Repressor assembly at trp binding sites is dependent on the identity of the intervening dinucleotide between the binding half sites.

The interaction of trp repressor with its DNA targets is unusual in that specific recognition in this system does not rely exclusively on direct hydrogen bonds to the DNA bases that are crucial for sequence-specific recognition. It has been suggested that trp operators are mainly recognized by water-mediated interactions and by structural recognition of DNA deformability. Here we study the effect of the central dinucleotide on the mode of interaction of the trp repressor with its binding sites. The study was carried out on two consensus sequences: (1) trpTA, the consensus of naturally occurring trp binding sites, containing a T-A step between the two hexameric half-site sequences, ACTAGT; (2) trpAC, a consensus sequence derived from a functional selection study, containing a central A-C step. We show that the identity of the central dinucleotide does not affect the interaction of the first trp repressor molecule with the primary DNA target site, however, it influences the assembly of additional repressor molecules at adjacent sites. Central A-C steps stabilize tandem binding, whereas T-A steps destabilize it. It has been previously suggested that in vivo regulation of trp operators is due to their differential ability to bind multiple repressor molecules. The observations presented here support this model.

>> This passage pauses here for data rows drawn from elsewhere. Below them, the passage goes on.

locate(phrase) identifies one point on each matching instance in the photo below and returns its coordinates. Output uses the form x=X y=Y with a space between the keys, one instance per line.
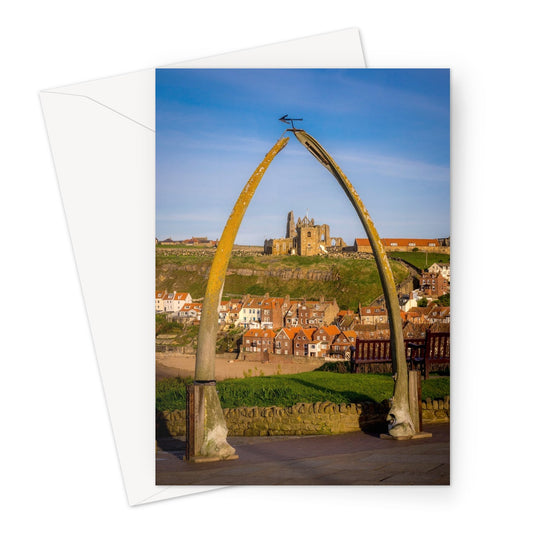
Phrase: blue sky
x=388 y=130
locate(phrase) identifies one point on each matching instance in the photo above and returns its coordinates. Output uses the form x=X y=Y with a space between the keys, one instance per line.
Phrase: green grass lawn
x=287 y=390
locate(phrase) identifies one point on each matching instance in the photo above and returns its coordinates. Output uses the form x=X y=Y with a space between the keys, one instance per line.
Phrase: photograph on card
x=302 y=288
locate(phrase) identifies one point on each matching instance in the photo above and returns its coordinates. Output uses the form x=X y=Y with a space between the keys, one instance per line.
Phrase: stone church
x=303 y=238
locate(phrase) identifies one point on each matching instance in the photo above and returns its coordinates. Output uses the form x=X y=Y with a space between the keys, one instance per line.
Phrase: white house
x=160 y=301
x=441 y=268
x=174 y=301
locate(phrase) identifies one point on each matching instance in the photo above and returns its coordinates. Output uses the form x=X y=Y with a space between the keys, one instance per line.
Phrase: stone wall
x=322 y=418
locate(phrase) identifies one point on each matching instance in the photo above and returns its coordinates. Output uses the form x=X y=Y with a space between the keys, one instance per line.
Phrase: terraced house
x=258 y=341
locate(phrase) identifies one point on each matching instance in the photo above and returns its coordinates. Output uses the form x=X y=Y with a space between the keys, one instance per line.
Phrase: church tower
x=291 y=228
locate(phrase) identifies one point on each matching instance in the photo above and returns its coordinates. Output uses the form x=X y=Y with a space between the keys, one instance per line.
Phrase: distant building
x=434 y=285
x=303 y=238
x=441 y=268
x=174 y=301
x=373 y=315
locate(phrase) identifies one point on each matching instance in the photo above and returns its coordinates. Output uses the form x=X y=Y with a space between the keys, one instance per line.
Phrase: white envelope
x=102 y=137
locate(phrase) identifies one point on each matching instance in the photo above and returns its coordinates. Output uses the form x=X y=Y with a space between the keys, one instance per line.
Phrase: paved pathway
x=349 y=459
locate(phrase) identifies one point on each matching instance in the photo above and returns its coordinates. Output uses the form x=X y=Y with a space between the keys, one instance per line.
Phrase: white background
x=59 y=469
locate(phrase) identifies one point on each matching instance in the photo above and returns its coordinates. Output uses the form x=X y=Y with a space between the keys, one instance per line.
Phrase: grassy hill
x=287 y=390
x=347 y=279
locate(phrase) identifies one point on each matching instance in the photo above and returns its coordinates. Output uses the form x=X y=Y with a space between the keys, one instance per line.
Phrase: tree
x=444 y=300
x=423 y=302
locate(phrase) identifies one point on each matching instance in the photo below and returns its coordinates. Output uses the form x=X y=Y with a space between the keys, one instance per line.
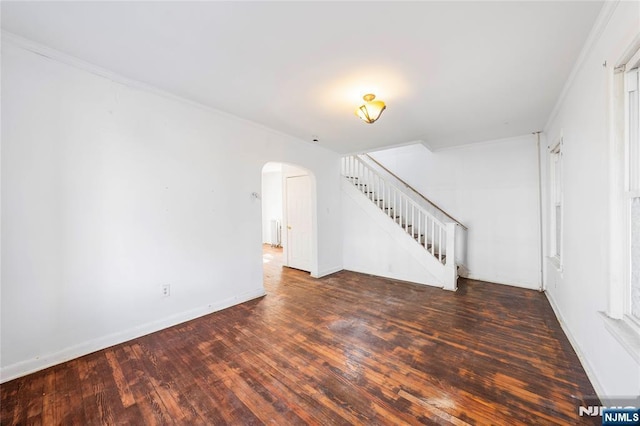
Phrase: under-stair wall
x=389 y=234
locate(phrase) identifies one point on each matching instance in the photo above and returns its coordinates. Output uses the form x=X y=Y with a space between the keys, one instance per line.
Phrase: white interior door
x=298 y=206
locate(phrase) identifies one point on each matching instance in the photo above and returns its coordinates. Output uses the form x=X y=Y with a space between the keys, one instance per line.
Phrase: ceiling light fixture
x=371 y=110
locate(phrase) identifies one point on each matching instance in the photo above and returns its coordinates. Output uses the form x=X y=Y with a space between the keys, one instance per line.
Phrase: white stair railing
x=426 y=229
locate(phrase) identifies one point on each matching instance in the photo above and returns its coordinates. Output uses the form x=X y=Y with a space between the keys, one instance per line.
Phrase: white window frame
x=632 y=168
x=625 y=186
x=556 y=193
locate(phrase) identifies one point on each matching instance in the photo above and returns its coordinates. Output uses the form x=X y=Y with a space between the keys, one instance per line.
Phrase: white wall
x=580 y=291
x=110 y=190
x=271 y=202
x=492 y=188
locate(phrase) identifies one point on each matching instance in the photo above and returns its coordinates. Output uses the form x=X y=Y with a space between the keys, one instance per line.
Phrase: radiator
x=276 y=233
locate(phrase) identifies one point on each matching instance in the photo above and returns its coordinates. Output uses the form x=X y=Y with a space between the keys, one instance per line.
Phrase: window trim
x=619 y=320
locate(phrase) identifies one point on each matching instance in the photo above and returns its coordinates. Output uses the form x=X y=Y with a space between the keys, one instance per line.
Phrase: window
x=632 y=184
x=623 y=316
x=555 y=168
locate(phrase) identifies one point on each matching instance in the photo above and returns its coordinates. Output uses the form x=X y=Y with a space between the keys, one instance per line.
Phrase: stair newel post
x=451 y=271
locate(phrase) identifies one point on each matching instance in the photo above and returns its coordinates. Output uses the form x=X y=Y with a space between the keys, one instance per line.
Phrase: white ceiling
x=451 y=73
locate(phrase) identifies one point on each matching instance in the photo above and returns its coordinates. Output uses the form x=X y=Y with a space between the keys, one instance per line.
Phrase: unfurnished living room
x=320 y=213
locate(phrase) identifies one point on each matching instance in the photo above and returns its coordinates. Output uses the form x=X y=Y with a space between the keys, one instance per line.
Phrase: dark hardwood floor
x=345 y=349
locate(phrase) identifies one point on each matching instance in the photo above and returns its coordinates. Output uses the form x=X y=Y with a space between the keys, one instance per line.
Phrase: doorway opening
x=288 y=216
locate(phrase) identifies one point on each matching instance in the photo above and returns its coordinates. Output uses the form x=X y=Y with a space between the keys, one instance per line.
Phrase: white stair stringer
x=375 y=244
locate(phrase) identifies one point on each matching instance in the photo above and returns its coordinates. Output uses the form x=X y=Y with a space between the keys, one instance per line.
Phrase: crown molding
x=70 y=60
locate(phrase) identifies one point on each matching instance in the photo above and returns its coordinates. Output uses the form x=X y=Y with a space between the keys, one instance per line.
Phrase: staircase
x=432 y=229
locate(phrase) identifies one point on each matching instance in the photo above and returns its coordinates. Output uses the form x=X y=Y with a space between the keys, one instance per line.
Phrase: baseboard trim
x=472 y=276
x=576 y=347
x=327 y=271
x=29 y=366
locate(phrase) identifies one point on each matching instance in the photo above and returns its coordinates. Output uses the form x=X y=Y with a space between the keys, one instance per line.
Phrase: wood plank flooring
x=345 y=349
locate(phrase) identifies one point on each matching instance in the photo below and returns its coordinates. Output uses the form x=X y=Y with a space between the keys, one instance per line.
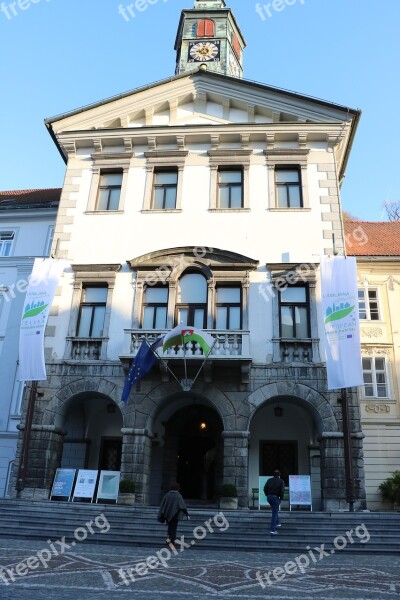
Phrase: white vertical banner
x=43 y=283
x=341 y=322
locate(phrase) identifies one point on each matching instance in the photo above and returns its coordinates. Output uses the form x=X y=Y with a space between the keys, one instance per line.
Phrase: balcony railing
x=228 y=344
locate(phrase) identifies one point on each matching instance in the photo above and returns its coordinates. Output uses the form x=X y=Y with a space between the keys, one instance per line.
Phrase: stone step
x=248 y=530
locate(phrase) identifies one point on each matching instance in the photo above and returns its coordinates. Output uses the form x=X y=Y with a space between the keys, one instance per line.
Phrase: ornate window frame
x=158 y=160
x=295 y=158
x=229 y=159
x=104 y=162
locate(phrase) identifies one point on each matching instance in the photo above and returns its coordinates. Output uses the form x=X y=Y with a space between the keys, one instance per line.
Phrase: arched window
x=205 y=28
x=191 y=301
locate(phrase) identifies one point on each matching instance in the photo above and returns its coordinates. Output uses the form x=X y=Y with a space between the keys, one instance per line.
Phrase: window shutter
x=206 y=28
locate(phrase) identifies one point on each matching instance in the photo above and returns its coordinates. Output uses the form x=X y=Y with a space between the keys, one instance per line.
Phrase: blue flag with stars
x=144 y=360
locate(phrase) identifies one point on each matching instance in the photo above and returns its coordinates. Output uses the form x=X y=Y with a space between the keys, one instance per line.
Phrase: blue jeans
x=275 y=502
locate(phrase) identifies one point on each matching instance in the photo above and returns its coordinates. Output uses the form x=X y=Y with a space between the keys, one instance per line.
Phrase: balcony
x=231 y=348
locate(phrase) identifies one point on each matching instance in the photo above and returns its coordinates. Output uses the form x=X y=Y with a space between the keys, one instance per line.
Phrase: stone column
x=333 y=477
x=136 y=460
x=45 y=452
x=236 y=460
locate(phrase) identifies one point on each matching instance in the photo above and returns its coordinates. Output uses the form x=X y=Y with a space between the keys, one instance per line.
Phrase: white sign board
x=85 y=484
x=300 y=490
x=108 y=485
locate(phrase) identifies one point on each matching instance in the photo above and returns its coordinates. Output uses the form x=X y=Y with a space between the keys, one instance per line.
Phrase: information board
x=262 y=498
x=85 y=484
x=63 y=483
x=300 y=490
x=108 y=485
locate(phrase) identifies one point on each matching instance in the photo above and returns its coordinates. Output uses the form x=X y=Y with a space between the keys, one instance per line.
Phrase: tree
x=392 y=210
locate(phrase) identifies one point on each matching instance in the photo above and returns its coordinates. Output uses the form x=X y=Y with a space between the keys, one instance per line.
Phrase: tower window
x=205 y=28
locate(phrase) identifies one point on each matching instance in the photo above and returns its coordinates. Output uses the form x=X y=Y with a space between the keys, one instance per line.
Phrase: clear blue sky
x=58 y=55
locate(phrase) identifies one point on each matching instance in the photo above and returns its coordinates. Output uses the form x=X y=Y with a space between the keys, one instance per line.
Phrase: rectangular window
x=368 y=305
x=375 y=378
x=230 y=188
x=164 y=190
x=92 y=312
x=155 y=308
x=294 y=312
x=6 y=242
x=109 y=191
x=228 y=308
x=288 y=188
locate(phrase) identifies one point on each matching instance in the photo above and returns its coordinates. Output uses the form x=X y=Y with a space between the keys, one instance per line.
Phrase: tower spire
x=208 y=34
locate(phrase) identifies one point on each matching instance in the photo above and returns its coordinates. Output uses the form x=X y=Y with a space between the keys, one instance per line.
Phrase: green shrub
x=390 y=488
x=228 y=490
x=127 y=486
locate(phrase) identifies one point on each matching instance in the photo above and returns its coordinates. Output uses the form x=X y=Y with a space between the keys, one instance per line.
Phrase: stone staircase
x=208 y=528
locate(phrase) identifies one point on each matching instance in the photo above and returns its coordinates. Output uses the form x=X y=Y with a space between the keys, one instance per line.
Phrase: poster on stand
x=63 y=483
x=85 y=484
x=108 y=485
x=300 y=491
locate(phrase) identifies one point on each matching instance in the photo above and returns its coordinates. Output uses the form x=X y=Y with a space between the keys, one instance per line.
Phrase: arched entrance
x=284 y=435
x=93 y=440
x=190 y=451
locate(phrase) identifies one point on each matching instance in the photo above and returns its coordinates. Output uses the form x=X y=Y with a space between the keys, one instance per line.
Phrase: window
x=368 y=305
x=375 y=378
x=288 y=188
x=228 y=308
x=155 y=307
x=205 y=28
x=164 y=190
x=109 y=191
x=191 y=308
x=92 y=312
x=6 y=242
x=230 y=188
x=294 y=310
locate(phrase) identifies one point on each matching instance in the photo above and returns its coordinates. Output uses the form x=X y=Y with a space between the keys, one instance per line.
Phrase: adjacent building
x=27 y=219
x=204 y=199
x=377 y=248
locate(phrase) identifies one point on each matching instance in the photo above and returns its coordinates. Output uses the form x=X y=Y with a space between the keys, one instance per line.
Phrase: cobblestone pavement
x=88 y=571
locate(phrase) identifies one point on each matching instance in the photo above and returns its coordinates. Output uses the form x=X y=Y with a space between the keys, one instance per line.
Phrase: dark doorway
x=110 y=454
x=193 y=435
x=279 y=455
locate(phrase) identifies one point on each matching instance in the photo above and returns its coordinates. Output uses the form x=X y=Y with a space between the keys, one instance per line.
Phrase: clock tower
x=209 y=34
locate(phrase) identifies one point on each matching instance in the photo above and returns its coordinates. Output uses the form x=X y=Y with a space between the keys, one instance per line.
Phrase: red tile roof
x=365 y=238
x=39 y=198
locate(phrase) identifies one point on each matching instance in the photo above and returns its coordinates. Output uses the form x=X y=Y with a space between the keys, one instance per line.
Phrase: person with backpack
x=274 y=490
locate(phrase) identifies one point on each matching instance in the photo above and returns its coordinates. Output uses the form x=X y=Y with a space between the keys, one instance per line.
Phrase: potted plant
x=228 y=499
x=390 y=489
x=126 y=492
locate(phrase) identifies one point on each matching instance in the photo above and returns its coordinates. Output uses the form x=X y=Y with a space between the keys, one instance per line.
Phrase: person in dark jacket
x=172 y=508
x=274 y=489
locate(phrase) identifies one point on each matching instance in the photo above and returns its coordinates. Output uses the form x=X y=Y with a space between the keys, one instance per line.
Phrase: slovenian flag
x=183 y=334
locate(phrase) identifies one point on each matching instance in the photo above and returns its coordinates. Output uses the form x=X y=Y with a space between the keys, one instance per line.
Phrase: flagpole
x=23 y=461
x=348 y=454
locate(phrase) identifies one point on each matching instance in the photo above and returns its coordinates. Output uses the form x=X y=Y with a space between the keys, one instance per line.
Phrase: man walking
x=274 y=489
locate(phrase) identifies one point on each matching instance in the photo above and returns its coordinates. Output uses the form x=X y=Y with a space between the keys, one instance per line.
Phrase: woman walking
x=172 y=509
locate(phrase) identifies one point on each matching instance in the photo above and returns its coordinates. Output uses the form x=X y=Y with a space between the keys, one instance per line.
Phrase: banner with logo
x=43 y=283
x=341 y=322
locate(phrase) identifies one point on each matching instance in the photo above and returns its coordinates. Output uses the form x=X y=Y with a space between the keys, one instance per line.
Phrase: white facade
x=27 y=222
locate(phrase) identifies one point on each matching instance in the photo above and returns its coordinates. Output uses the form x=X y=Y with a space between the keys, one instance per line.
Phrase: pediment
x=200 y=98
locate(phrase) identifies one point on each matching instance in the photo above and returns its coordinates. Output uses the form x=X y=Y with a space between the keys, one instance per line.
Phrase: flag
x=184 y=333
x=43 y=283
x=341 y=322
x=142 y=364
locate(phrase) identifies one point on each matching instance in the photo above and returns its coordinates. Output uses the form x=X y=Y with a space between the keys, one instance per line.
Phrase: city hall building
x=207 y=200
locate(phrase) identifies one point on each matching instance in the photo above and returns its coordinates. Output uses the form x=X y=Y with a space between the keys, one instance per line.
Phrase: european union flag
x=144 y=360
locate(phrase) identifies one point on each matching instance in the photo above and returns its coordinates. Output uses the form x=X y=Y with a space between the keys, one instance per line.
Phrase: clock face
x=205 y=51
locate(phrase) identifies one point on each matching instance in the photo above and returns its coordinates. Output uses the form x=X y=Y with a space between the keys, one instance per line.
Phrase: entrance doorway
x=193 y=452
x=279 y=455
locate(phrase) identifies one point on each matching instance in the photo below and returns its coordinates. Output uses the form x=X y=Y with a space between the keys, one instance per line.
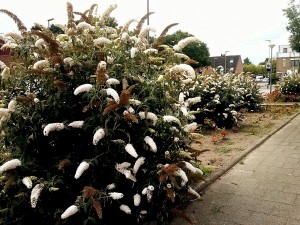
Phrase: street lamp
x=49 y=21
x=270 y=75
x=225 y=61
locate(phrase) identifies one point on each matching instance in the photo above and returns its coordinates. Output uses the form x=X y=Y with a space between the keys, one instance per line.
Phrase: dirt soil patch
x=222 y=146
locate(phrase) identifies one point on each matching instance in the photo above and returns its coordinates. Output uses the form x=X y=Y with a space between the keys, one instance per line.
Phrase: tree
x=247 y=61
x=293 y=15
x=197 y=51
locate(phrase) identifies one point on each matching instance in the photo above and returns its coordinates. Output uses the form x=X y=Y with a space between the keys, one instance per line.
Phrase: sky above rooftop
x=237 y=26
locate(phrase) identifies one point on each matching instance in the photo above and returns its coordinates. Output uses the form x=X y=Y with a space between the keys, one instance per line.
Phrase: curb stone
x=200 y=187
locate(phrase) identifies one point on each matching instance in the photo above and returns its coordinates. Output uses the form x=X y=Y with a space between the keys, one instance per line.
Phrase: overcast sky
x=238 y=26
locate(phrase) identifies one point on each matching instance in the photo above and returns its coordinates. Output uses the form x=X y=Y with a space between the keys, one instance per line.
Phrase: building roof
x=231 y=61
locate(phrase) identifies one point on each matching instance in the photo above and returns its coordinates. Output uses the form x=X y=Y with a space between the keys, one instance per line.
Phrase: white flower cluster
x=10 y=165
x=53 y=127
x=83 y=166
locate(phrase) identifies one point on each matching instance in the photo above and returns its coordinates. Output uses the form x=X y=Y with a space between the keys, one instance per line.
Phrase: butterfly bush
x=100 y=120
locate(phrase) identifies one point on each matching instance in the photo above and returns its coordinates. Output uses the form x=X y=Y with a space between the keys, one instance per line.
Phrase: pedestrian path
x=262 y=189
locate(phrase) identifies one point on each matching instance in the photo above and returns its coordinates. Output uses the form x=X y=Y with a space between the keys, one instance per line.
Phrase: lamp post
x=225 y=61
x=148 y=19
x=49 y=21
x=271 y=46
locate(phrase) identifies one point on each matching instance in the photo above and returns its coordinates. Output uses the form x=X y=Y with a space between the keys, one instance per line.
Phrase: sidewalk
x=262 y=189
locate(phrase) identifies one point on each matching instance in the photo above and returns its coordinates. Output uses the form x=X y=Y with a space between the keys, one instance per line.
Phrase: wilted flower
x=99 y=134
x=130 y=149
x=137 y=199
x=184 y=69
x=27 y=182
x=35 y=194
x=83 y=88
x=170 y=119
x=125 y=209
x=115 y=195
x=190 y=127
x=151 y=143
x=69 y=212
x=76 y=124
x=114 y=94
x=102 y=41
x=183 y=43
x=53 y=127
x=111 y=81
x=41 y=64
x=81 y=168
x=10 y=165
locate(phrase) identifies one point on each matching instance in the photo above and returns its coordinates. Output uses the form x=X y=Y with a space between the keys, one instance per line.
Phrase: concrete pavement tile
x=292 y=188
x=265 y=219
x=276 y=196
x=288 y=179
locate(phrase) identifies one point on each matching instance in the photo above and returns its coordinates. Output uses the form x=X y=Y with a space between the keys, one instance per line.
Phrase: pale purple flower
x=4 y=112
x=183 y=43
x=41 y=64
x=151 y=143
x=5 y=73
x=10 y=165
x=170 y=119
x=73 y=209
x=140 y=161
x=81 y=168
x=133 y=52
x=137 y=199
x=113 y=93
x=131 y=151
x=12 y=105
x=35 y=194
x=27 y=182
x=125 y=209
x=40 y=43
x=116 y=195
x=76 y=124
x=83 y=88
x=99 y=134
x=53 y=127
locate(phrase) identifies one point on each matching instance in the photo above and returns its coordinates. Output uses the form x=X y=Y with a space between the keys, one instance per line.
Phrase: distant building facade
x=287 y=60
x=229 y=63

We ascribe this ability to two sequence-dependent factors which act together: the identity and number of half-site sequences, recognized by water-mediated hydrogen bonds, and the ability of the intervening dinucleotides to form direct bidentate hydrogen bonds to the repressor. Furthermore, we measured the intrinsic and the induced bending of trp operators by the repressor. We find that the operators are straight in their free form, bent by 23 degrees when bound by a single trp repressor molecule, and bent by 30 degrees when bound by two repressor molecules.